Expert Beginner, Untrained Senior

Beginner Experts 

Definition: someone with little to no knowledge that can produce expert level work. 

This is where we are headed with all the LLMs in our pockets. I am currently a junior in college, and yet some of the work I am able to produce and ship is nowhere near my level as a student. I did not realize it until I spoke to a senior software dev that, after taking a look at my code, mentioned it. 

It is pretty apparent that the level LLMs are evolving and with tools like Cursor and Claude beginner experts will be more and more common. It is a good and a bad thing. 

It is good because people like me can quickly build things and try them out. 

But it is very bad because we never get to understand fully what it is we are doing. “Know the rules before you break them” I heard once. Yet  in today’s age it looks like we will not have to know the rules. 

I just need to know where to find some informations and then vibe code my way to the solution. 

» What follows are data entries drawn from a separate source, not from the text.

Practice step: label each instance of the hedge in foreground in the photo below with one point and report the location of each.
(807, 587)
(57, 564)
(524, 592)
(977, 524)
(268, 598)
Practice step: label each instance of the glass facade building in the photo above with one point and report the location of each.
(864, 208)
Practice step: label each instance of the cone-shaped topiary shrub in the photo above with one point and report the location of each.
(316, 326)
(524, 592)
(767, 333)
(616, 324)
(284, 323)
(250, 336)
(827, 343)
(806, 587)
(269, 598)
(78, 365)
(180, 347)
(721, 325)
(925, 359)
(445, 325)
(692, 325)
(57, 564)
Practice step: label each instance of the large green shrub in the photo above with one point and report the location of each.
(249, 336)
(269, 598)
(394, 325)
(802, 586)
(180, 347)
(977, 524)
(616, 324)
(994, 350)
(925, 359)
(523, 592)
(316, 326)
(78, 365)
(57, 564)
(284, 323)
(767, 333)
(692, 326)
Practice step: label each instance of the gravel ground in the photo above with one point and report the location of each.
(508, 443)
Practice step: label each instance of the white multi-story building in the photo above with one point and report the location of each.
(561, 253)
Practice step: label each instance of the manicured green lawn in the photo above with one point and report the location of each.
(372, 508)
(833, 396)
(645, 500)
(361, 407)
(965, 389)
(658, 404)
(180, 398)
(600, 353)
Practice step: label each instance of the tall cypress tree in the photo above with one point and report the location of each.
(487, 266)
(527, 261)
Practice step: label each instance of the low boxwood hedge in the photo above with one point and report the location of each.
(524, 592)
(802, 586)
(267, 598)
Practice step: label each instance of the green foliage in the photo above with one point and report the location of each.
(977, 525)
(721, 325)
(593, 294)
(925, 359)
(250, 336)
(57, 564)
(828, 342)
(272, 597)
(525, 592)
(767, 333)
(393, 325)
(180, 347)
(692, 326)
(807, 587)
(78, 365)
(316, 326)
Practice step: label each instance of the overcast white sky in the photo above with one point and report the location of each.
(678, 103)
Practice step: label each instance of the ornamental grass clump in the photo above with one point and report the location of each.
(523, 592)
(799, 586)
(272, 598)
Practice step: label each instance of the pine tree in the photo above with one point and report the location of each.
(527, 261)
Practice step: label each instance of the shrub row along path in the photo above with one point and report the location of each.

Would this be the same as using steroids at the gym ? It speeds up your metabolism and creates faster results but in the long term it might be harmful. I am not entirely sure how bad this looks for the software engineering field in the next few years to be frank. 

Would our knowledge ceiling be dictated by the progress of LLMs? If their knowledge is bound to exceed that of humans in a few years maybe that is not a bad thing. 

So keeping that as an assumption, the difference between two developers will still be their own skills. The more I can personally do by myself the better I would be able to utilize AI assistants. 

My current view is that Expert beginners will likely be Untrained Seniors and that is bad. The demand for good developers will only rise.